Sherman spoke to Boehm and University of Nebraska baseball coach Will Bolt about Harrison’s long-shot football bid and freakish athleticism.

Though Harrison came to professional baseball with plenty of pedigree, drew ample top prospect fanfare and ultimately reached the majors, his MLB career certainly did not pan out as he’d hoped. 

After Harrison coupled his preternatural athleticism with a .272/.350/.481 line between two Class-A levels in 2017, he emerged as a consensus top-100 prospect in the sport. 

Then 21 years of age, Harrison was one of the key pieces sent from the Brewers to the Marlins in the Christian Yelich blockbuster that significantly altered the trajectory of both franchises.

Yelich broke out with an MVP showing in his first season in Milwaukee, finished second in NL MVP voting his second year there and signed a franchise-record $215M contract ($188.5M in new money) that runs through the 2028 season. 

The Marlins saw all of the prospects acquired in that trade — Harrison, Lewis Brinson, Isan Diaz and Jordan Yamamoto — struggle immensely in Miami. None of the four are with the organization anymore.

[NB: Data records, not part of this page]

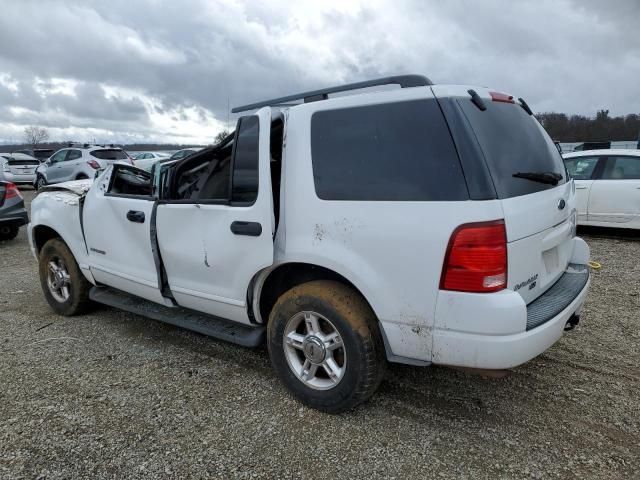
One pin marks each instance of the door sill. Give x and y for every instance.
(203, 323)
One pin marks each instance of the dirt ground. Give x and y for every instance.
(113, 395)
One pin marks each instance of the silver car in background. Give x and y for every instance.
(75, 163)
(18, 168)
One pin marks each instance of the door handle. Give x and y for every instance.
(135, 216)
(252, 229)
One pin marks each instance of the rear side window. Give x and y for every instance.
(513, 142)
(109, 154)
(245, 161)
(395, 151)
(581, 168)
(622, 168)
(74, 155)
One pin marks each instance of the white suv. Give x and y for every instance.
(77, 162)
(429, 224)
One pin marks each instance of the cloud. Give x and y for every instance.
(161, 70)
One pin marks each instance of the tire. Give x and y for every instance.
(67, 274)
(40, 182)
(355, 355)
(8, 232)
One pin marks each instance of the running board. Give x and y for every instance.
(181, 317)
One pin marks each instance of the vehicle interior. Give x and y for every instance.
(206, 175)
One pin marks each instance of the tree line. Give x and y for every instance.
(579, 128)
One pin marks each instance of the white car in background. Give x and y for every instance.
(607, 187)
(18, 168)
(77, 163)
(145, 160)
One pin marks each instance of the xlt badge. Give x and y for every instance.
(531, 282)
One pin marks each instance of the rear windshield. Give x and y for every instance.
(394, 151)
(109, 154)
(513, 142)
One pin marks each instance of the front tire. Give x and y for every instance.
(65, 287)
(8, 232)
(325, 346)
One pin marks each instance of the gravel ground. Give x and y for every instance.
(113, 395)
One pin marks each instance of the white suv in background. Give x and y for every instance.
(607, 187)
(428, 224)
(75, 163)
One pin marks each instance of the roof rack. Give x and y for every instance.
(404, 81)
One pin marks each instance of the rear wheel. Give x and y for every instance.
(8, 232)
(325, 346)
(65, 287)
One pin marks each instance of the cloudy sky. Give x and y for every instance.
(153, 70)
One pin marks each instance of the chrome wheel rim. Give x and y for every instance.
(314, 350)
(58, 280)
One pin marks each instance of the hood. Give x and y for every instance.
(79, 187)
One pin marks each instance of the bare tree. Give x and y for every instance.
(220, 136)
(34, 135)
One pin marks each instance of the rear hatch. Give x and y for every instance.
(529, 178)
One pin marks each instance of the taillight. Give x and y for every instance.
(476, 259)
(501, 97)
(12, 191)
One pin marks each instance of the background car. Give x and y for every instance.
(18, 168)
(607, 187)
(75, 163)
(184, 153)
(40, 153)
(12, 212)
(145, 160)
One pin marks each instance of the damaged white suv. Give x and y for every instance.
(426, 224)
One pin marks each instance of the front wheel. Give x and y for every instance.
(325, 346)
(65, 287)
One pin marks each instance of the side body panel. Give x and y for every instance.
(392, 251)
(60, 211)
(209, 268)
(119, 250)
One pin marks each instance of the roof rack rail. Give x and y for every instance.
(404, 81)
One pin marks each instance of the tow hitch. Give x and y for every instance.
(572, 322)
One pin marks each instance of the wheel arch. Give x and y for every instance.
(270, 284)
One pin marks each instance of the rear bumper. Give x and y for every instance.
(504, 347)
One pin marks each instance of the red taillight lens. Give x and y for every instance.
(476, 259)
(12, 191)
(501, 97)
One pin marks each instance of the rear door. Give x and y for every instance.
(530, 179)
(117, 219)
(213, 243)
(582, 170)
(615, 197)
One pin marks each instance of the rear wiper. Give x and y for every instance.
(550, 178)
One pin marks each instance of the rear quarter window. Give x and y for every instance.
(399, 151)
(581, 168)
(513, 141)
(109, 154)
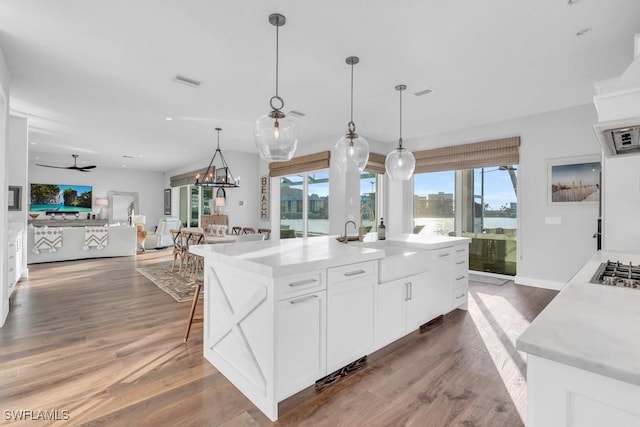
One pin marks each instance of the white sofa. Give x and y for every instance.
(161, 238)
(121, 242)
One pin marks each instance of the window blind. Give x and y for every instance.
(187, 178)
(495, 152)
(300, 164)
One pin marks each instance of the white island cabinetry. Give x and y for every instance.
(583, 362)
(301, 332)
(350, 313)
(401, 307)
(280, 315)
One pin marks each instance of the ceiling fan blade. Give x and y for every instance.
(56, 167)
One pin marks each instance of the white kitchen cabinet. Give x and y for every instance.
(440, 284)
(301, 342)
(401, 307)
(14, 260)
(461, 277)
(350, 291)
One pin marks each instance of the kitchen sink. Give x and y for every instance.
(401, 259)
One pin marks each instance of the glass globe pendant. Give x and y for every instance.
(352, 150)
(400, 163)
(276, 136)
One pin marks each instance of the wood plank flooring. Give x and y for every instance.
(100, 344)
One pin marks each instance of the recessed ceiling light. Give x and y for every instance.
(583, 31)
(427, 91)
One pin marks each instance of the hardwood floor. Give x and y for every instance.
(101, 345)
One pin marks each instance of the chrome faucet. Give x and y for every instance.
(361, 230)
(346, 239)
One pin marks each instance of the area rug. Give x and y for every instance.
(488, 279)
(180, 288)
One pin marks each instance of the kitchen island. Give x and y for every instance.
(280, 315)
(583, 365)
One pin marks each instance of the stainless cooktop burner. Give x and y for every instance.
(614, 273)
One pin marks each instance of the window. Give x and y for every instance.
(434, 203)
(304, 204)
(369, 200)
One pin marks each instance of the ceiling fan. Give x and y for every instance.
(74, 167)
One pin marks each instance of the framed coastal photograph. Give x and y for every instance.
(574, 181)
(167, 201)
(15, 196)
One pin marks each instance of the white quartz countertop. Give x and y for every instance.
(291, 256)
(590, 326)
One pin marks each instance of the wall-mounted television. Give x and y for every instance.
(60, 197)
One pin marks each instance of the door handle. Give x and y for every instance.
(354, 273)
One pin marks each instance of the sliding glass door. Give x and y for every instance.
(487, 203)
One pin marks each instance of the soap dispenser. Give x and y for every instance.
(381, 230)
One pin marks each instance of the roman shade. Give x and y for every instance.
(495, 152)
(188, 178)
(375, 163)
(300, 164)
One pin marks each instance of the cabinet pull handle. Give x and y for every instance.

Harrison played parts of two seasons with the Fish (2020-21) and had a nine-game cup of coffee with the 2022 Angels as well. He tallied just 76 major league plate appearances across those three seasons and batted .176/.253/.294 with a 48.7 percent strikeout rate. 

His bat never fully broke through even at the Triple-A level, where he slashed .238/.322/.398 with a 36.5 percent strikeout rate in parts of four seasons (1179 plate appearances). 

His speed was still on display, however, as he swiped 90 bags in 105 tries (85.7 percent success rate). Overall, Harrison stole 210 minor league bases and was caught only 39 times — an excellent 84.3 percent success rate.

Even though his baseball career has fizzled out, Harrison still checks in at an imposing 6-foot-3 and 220 pounds. An eventual NFL emergence is an obvious long shot, but Harrison’s journey will be a fun story to track in the months ahead as he fights to keep his professional sports dream alive.